DENPASAR – Komisi IX DPR bersama Kementerian Kesehatan melakukan kunjungan kerja Bali Jumat lalu.
Tujuan kedatangan mereka adalah untuk pengawasan premi JKN bagi para peserta yang tercantum dalam daftar penerima upah (PBPU) dan bukan pekerja (B) kelas III
sebagaimana yang diatur dalam Perpres No.75 Tahun 2019 tentang Perubahan atas Perpres No 82 Tahun 2018 tentang Jaminan Kesehatan.
Sebagaimana diketahui, naiknya iuran BPJS Kesehatan ini menuai keberatan dari berbagai pihak.
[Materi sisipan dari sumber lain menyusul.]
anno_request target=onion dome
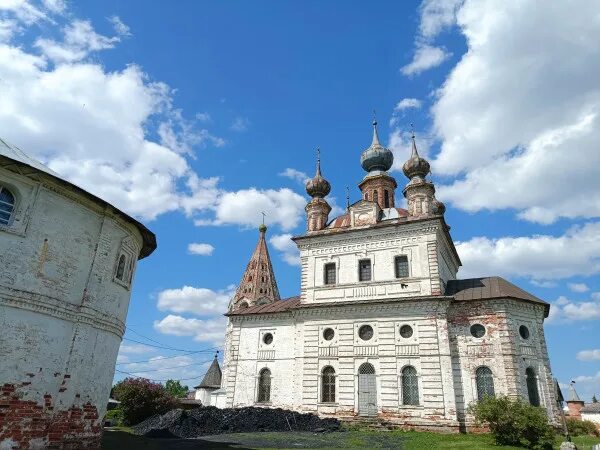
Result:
[402,133,430,179]
[360,121,394,172]
[306,150,331,198]
[431,199,446,216]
Pemprov Bali sendiri harus menanggung pembiayaan kurang lebih 1,5 juta jiwa.
Total anggaran yang dikeluarkan mencapai Rp 495.671.353.200 dengan pola pembagian beban yaitu Pemprov Bali sebesar Rp 170.468.649.798 dan Pemkab/Pemkot se-Bali sebesar Rp325.202.703.402 yang sudah disiapkan dalam APBD Tahun 2019.
Sementara Program Pelayanan Kesehatan JKN-KBS menjangkau sebanyak 4.192.457 Krama Bali dari total penduduk Bali yang berjumlah 4.245.108 atau telah mencapai target minimum sebesar 95 persen Universal Health Coverage (UHC).
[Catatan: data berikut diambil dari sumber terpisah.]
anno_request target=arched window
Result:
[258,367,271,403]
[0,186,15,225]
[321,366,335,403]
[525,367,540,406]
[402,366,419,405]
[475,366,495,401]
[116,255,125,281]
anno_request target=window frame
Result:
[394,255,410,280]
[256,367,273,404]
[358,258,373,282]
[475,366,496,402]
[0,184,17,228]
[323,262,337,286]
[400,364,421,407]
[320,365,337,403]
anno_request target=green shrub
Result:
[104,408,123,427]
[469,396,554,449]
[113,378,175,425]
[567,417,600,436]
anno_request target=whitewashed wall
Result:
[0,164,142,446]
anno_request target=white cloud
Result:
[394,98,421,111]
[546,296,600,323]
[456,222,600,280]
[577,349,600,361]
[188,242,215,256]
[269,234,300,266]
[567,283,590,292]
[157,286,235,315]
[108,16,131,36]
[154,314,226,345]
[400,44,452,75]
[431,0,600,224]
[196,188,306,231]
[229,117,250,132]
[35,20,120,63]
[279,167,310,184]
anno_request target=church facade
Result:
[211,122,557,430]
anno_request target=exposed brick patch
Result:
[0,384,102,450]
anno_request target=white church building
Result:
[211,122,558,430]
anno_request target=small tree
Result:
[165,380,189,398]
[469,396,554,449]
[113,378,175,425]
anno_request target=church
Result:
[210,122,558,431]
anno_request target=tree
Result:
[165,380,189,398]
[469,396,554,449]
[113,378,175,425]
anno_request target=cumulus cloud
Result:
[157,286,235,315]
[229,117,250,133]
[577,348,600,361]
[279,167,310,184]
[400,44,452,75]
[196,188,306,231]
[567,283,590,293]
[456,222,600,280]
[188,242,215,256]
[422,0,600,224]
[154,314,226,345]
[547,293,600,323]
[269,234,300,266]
Menurut Kepala Dinas Kesehatan Provinsi Bali dr Ketut Suarjaya, jika premi dinaikkan, Pemprov Bali harus menambah Rp 135 miliar lagi.
Jadi, total yang harus ditanggung Pemprov Bali sebesar Rp 297 miliar lebih. Kalau totalnya sebelum kenaikkan Rp 495 miliar, setelah kenaikan dihitung-hitungan yang harus dibayar Rp 770 miliar.
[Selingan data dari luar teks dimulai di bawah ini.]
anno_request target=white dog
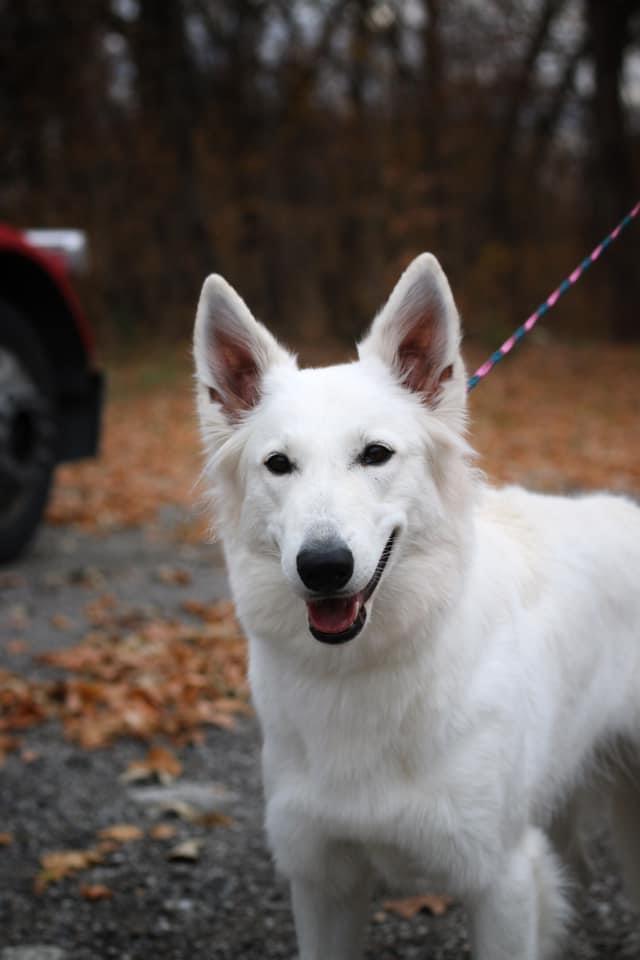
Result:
[195,254,640,960]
Hal itu lebih besar biayanya dibandingkan biaya Jamkesda zaman Gubernur Bali Made Mangku Pastika yang hanya membayar premi sekitar Rp 10 ribu.
Tapi, manfaatnya dirasakan masyarakat. Sayangnya, kekurangan Jamkesda hanya tak bisa dipakai di luar Provinsi Bali.
Selain itu, jika anggaran tidak dinaikkan, berarti kata Suarjaya jumlah yang ditanggung harus dikurangi. Nah, itu akan membingungkan siapa yang harus dipotong dan mana yang tidak.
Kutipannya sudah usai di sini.